Since we’re a recession now, discretionary spending on things like sports, arts, restaurant dining will plunge. The unique and powerful economic damage in this crisis is that we will have dedicated $2 trillion to relief, not a stimulus. My media colleagues who keep calling it a stimulus are confusing their audiences.
I’d very much like it if you were to donate part of your $1,200 relief check to SPNW, but I get why you won’t. I think most sports leaders understand that, too.
We’ll have to make do, or do something else.
” . . .how do we reform the industry . . .”
Since you mention the absurd coaching salaries, why not start there.
Fund the coaches with a dollar for dollar match of coach salaries with dollars put into a players fund to be split among the “amateur” talent in question. Just a thought, but it would be a start in the right direction.

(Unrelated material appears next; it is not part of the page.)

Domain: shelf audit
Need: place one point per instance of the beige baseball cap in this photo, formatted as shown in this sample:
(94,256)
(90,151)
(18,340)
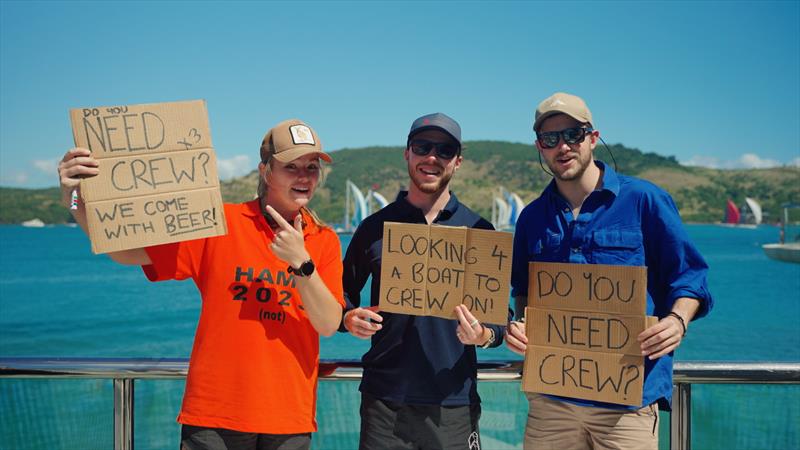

Coaches salaries reflect the marketplace. Would you favor your salary being reduced? People often want the salaries of OTHERS (politicians, movie stars, athletes, etc) reduced…but never their own.
Agree that salaries reflect the marketplace. But the marketplace is about to undergo massive changes going forward; the scales will tilt toward the players.
Regarding the issue of marketplace, big-time college sports is an outlier in the capitalist system. High salaries result from a free labor pool that exists nowhere else in the legal world (scholarships are not the same as compensation for labor; they are simply permissions to sit in classes), and revenues produced by the big sports subsidize unrelated activities (the non-rev sports), which is socialism.
This system is archaic, anachronistic and wrong.
The best thing to create revenue for any athletic program is winning. All coaches now have the time to plan on how to approach that goal. The key is to be ahead of what their opponents are planning because they’re doing the same thing. I remember when MLB realigned Lou Pinella did exactly that where his contemporaries did not. Consequently the Mariners gave us a near memorable season. ( Sadly the necessary changes needed for a playoff run or to grow as a team never happened.) IMO the earliest sporting events could kick off is September. And that’s being wishful. We really don’t know.
In college sports, even winning programs run deficits. There’s no comparing it to pro sports.
And as far as integrity in college sports, there are good people doing good things, but the the system is set up to reward cheating with little consequences. Even the sainted John Wooden cheated, via booster Sam Gilbert.
Great article. Do we really need $500K a year tight end coaches? Do we really need football staffs of 30 to 50 people (see Alabama), Taj Mahal facilities? College sports doesn’t adhere to the rules of basic economics. If they opened up the tight end coaching position at Washington for $85K a year, they’d get 2,000 applicants, and they’d all be as good as the guy making $500K a year. “Hey Joe, block this guy, run this pattern” … for $500K a year? Big time collegiate sports isn’t very self-aware, however, and I expect just more spending to occur. Personally I think Clemson and ‘Bama should just play for their national title every year and every other D-1 school should pull out of the arms race. It’s insane.